By Richard Wells (Rwwells) on Monday, August 26, 2002 - 01:02 am: Edit |
Loren: Some might have playtested something similar to the ASM. During the Commander's to Captain's changeover, a direct-fire weapon that could be mounted on a drone rack or drone rail was a very common proposal. I saw 6. ADB probably received a score. If a weapon similar to the ASM proved very powerful, one could reliably forecast the ASM to be very powerful.
Playtesting may more closely evaluate all the aspects of the ASM. However, I expect most of the results of better tactics generated to be benefitting the ASM. My playtests involve suboptimal ASM tactics against an opponent that both knew that ASM was going to be used and the tactics planned for the ASM permitting the best counters I could figure out. Even giving the ASM significant penalities such as these, the ASM was an overpowering weapon. (Not that I expect any major breakthrough in counter-fighter tactics, since any tactics effective against ASM fighters would also be very effective against other DF fighters.)
My major concern for the ASM is not its raw power; the rules could still be scaled back to an appropiate level. The problem is more what happened with the ship modification rules prior to the Tactical Intelligence rules, should a player guess wrong as to how a ship was modified, that mistake tended to be fatal. If a player tries ASM defense tactics against seeking weapon carrying fighters, that mistake could prove fatal. The obverse case seems equally likely.
The ASM turns seeking fighters into the best DF fighters. (Not just the ASM itself but also the better hidden and heavy weapon carrying EWFs.) The ASM gives seeking fighters a "Surprise You Lose" effect. In short, a bad idea as presently implemented.

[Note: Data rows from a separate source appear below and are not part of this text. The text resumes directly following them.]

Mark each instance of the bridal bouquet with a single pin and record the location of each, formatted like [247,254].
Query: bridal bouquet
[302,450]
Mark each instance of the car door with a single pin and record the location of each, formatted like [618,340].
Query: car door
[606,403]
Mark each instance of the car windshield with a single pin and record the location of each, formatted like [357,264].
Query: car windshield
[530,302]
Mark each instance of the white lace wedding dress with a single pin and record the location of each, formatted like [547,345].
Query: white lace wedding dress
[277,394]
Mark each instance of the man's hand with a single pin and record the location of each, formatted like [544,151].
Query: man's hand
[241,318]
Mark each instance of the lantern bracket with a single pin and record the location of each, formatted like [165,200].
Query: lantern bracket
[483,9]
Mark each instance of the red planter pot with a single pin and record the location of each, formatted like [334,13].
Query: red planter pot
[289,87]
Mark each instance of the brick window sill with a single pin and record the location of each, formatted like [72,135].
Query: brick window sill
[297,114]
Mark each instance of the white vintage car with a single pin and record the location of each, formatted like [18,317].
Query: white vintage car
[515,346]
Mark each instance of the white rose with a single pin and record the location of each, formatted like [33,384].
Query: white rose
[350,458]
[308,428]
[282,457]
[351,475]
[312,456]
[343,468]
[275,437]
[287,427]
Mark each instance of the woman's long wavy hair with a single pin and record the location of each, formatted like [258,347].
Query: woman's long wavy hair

By Jeff Williams (Jeff) on Monday, August 26, 2002 - 04:48 am: Edit |
Interesting point, Richard. Perhaps we need to add a level of TacIntel that could detect a fighter's payload. Maybe using labs or probes?? Of course, anytime I see fighters pressing for close range against me, I always assume it's bad news. If they haven't launced drones before range 8, I'm going to have to ASSUME they're going for the ASM strike. I don't really see how holding drone launch until range 5 helps them, as that's the range at which they become vulnerable.
You guys DID see the new rule where the accuracy chart was inverted, right? Now at range 5 it hits on 1-2. And it IS affected by EW.
So now you have the option of waiting until range 5 before opening fire. At this range, 12 ASMs fired should yield about 4 hits, average 28 damage. This assumes no EW shift. While this is enough to kick in a cruiser shield, it is hardly crippling. If you can shift the fire by 1, then cut the damage in half.
Yes, fighters can pull stupid EW tricks, but so can starships. Those 10 ECM fighters are under EM, so they have 2 ECCM at most. Run with 3 ECM powered (or better yet, ECM drones or ECP) and 3 ECCM. When the entire undamaged squadron hits range 5 they will either fire through a 1-shift for about 14 pts or press on for a closer range shot. If they drop EM to get an unshifted shot, then you can use batteries either to force a 1-shift (if using ECP/ECM drones) or to raise 3 more ECCM (if no outside help available) to fire unshifted at the entire squadron. It should only take about 2-3 phaser-1s to cripple/kill each fighter. We'll hold back phaser-3s and ADDs to kill the short stack of drones they did launch. Even a small squadron of ships should be able to muster enough firepower to plaster a squadron of fighters at that range. Of course, this assumes you HAVE a small fleet/squadron. If you're a single cruiser operating against an unsupported fighter group, then you should play the long-range game instead.
This also assumes that you have done NOTHING at all to disrupt the incoming fighters before range 5. Once again, I refer you to our old friends: standard drone launches, scatter-packs, friendly fighters, d-racks, shotgunned plasma torpedos, standard F-torps, standard/OL disruptors, starfish, swordfish, MW drones, and t-bombs. Surely, one of those can give you some options to break up an inbound fighter strike.
We'll table the issue of how the fighters can even reach ships operating at battle speeds in the post-Y175 enviroment. I haven't seen J2 yet, but from what I've heard, mega-fighters are supposed to be able to do the trick. But then, mega-fighters are also supposed to be VERY expensive.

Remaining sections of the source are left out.